Unfortunately, not every people group who visited John wanted baptism for the right reasons. Some believed they were righteous without any need to change their attitudes. They did not see their imperfection and looked down on “sinners,” treating others poorly and acting to promote their own interests instead of God’s. John called them out, warning them that God has the power to save or destroy, and the way a person lives and acts reflects their inward beliefs about God.
We are called to live aware of our need for Jesus and to “produce good fruit,”(3:8) from the heart in response to all He has done for us. Verse 10 of Matthew 3 states: “…every tree that does not produce good fruit will be cut down and thrown into the fire.”

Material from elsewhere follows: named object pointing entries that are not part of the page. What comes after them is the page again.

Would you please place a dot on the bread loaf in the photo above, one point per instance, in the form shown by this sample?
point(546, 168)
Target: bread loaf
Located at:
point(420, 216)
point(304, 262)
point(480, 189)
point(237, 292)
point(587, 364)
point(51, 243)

The passage closes with a reminder than John’s baptism was to prepare people for Jesus’ coming. Soon, the true Lord Jesus would baptize them also with the Holy Spirit., giving His life for others.
- Have you been baptized? What does baptism mean to you?
- Do you practice what you preach? Do your actions show what you believe?
- Why do you think John looked different than other religious leaders?
- Lutheran have confessed that we are all simultaneously saint and sinner, always imperfect but ever beloved by God. How do you think John would have responded to that insight?
- Matthew 3 describes how John looked and ate. Use the Bible’s words to draw a picture of your interpretation of John the Baptist. Next to it, draw a picture of a pastor or religious leader as you would generally picture him or her. Compare pictures among yourselves and discuss why John may have looked and lived so differently from other priests or leaders.
- Act out the story of Matthew 3, including roles of John (the Baptizer), a humble person who wants to repent and be baptized, an arrogant Pharisee, and a popular Sadducee. Add your own ad lib commentary and emotions.
Lord Jesus, we praise you for showing evidence of your coming throughout the Bible and through people such as John the Baptist. Guide us to live lives that line up with your teaching and reflect our inner devotion to you and gratitude for all you have done for us. Thank you for coming to save us. In your holy name, we pray. Amen.